Wisconsin John Doe case could prompt finance rule

Matt Pommer • Wisconsin Newspaper Association

The Wisconsin Supreme Court is certain to uphold the new rightto work law passed last year by the Republican-dominated Legislature and signed by Gov. Scott Walker, also a Republican.

The law prohibits union-shop contracts under which employees must pay dues or “fair share” payments to the union.

Dane County Circuit Judge William Foust has agreed with a union argument that requiring services to be provided to those not making payments was an illegal “taking.’’ He struck down the law.

Republicans were confident his decision would be overturned on appeal. It certainly would be if it were to get the whole way to the State Supreme Court.

Walker cheerfully calls it a “freedom to work” law that helps workers. In truth it is a law that weakens unions and provides a measure of “freedom” for employers.

The seven-member State Supreme Court has five conservatives. Business interests have contributed heavily toward their election.

Editorial writers correctly describe it as a “highly politicized” Supreme Court. It’s hard to imagine the conservative court striking down any significant legislation drafted by the Republican Legislature and Republican governor.

The right-to-work struggle has grabbed headlines as spring unfolded in Wisconsin.

But a much more important case for Wisconsin politics, and indeed the whole nation, is in federal court. At issue are the John Doe investigations into campaign ties between conservative donors and the governor.

The head of the Government Accountability Board has said that Walker was the primary target of the second John Doe probe.

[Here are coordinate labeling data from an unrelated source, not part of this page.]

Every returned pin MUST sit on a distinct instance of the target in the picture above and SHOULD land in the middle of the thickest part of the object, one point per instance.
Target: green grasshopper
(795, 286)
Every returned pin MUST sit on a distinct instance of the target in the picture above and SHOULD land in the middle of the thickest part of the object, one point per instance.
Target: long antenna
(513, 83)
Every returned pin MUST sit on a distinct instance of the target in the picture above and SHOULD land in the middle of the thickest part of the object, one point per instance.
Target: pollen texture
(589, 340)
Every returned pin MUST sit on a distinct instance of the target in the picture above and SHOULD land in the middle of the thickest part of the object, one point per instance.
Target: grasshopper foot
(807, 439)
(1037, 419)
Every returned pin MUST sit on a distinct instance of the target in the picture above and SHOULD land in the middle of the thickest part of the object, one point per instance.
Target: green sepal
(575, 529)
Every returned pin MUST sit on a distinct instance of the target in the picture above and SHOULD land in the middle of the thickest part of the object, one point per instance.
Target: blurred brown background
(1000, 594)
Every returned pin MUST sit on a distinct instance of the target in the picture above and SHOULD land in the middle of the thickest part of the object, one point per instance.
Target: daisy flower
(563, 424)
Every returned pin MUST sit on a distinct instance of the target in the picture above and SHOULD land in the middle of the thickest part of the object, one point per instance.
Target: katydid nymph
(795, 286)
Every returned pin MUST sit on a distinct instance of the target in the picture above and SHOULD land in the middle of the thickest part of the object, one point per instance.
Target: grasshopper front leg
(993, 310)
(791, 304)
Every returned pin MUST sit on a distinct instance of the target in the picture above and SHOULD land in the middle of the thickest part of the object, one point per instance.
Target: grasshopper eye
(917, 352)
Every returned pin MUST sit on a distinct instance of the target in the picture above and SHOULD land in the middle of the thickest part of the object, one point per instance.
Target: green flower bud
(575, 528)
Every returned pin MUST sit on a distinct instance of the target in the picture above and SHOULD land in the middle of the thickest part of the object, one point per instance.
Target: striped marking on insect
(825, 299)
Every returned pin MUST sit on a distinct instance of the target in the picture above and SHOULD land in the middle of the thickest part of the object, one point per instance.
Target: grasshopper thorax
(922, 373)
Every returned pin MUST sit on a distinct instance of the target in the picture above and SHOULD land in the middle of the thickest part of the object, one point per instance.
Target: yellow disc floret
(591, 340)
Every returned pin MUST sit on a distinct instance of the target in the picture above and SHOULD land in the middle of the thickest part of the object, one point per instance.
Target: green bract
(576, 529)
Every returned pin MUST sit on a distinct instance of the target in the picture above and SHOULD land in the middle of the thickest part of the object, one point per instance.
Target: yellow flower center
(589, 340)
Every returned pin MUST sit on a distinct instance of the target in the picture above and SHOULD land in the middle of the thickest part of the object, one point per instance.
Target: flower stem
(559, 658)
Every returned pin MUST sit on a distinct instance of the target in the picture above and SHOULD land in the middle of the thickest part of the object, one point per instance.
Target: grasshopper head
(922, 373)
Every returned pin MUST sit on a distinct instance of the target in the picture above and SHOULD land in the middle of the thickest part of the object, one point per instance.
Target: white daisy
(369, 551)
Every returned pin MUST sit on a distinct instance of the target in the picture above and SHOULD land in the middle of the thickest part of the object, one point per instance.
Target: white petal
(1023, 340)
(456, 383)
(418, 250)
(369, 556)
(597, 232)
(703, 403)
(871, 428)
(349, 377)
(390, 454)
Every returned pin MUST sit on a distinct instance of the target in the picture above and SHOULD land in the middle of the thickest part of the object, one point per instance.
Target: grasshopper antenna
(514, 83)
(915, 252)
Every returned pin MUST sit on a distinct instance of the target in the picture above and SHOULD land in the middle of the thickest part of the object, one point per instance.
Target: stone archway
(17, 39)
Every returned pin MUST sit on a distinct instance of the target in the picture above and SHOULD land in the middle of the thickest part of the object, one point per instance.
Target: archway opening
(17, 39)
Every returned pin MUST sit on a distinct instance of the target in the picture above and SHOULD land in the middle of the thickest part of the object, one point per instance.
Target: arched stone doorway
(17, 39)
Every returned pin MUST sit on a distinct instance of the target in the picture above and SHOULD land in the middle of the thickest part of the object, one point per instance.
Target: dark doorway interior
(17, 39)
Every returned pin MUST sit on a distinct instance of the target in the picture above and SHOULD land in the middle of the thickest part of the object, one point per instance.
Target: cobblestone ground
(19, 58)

The State Supreme Court ended the John Doe investigation saying the probe had been based on an invalid legal theory. It ruled without hearing oral arguments on the issues.

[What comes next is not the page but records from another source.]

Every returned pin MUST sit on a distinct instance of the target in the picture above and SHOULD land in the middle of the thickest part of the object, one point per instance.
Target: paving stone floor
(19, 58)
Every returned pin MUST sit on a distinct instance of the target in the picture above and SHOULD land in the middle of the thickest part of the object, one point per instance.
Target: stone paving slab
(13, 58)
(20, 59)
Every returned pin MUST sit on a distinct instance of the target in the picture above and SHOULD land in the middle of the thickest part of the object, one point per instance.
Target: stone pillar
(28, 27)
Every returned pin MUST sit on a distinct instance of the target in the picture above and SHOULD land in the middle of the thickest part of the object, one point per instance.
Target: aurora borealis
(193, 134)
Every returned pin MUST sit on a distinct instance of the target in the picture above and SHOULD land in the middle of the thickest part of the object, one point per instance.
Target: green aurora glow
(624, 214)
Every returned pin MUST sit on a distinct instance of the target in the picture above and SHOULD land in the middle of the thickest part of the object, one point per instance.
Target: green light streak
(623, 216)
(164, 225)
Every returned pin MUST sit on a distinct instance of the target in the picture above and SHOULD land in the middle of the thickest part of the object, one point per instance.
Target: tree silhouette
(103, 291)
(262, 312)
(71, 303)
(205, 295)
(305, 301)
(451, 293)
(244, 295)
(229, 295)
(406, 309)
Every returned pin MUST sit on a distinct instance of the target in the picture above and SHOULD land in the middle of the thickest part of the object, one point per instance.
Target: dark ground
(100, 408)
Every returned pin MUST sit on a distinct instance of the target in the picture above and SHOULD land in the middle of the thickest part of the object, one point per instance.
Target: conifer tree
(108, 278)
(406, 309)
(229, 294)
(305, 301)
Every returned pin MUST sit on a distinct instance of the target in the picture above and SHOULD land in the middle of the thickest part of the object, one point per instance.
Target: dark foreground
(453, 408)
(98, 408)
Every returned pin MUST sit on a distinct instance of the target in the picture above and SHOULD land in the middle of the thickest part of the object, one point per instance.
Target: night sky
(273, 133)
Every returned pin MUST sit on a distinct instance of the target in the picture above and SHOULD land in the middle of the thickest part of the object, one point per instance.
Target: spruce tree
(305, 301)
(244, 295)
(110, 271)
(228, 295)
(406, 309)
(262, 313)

In that stunning decision, the state high court allowed unregulated coordination between private interest groups and candidates, citing the First Amendment.

Wisconsin law had long barred cooperation between candidates and private groups that pay for radio and television ads in the weeks and months leading up to election.

U.S. Judge Lynn Adelman, who is presiding over the John Doe review, noted that the state high court decision was the first to hold the First Amendment protected coordination.

Adelman noted the state decision is much broader than the U.S. Supreme Court’s view of campaign activities and coordination.

“Is that a new federalist court we now have?” asked Adelman.

Among the issues at the federal court is what to do with the evidence collected in the second John Doe investigation. The state high court ordered that all evidence collected by Milwaukee District Attorney John Chisholm be turned over to it.

Lawyers for Chisholm said that evidence might be destroyed if turned over to the court.

There obviously are details like control of evidence to be handled. But the overriding issue is whether the First Amendment effectively allows unregulated coordination between candidates and their backers.

In future years it could end up being an important First Amendment issue before the U.S. Supreme Court. This “Wisconsin Case” might be a vehicle to look at all of America’s campaign finance issues.

It could be more important than the right-to-work law.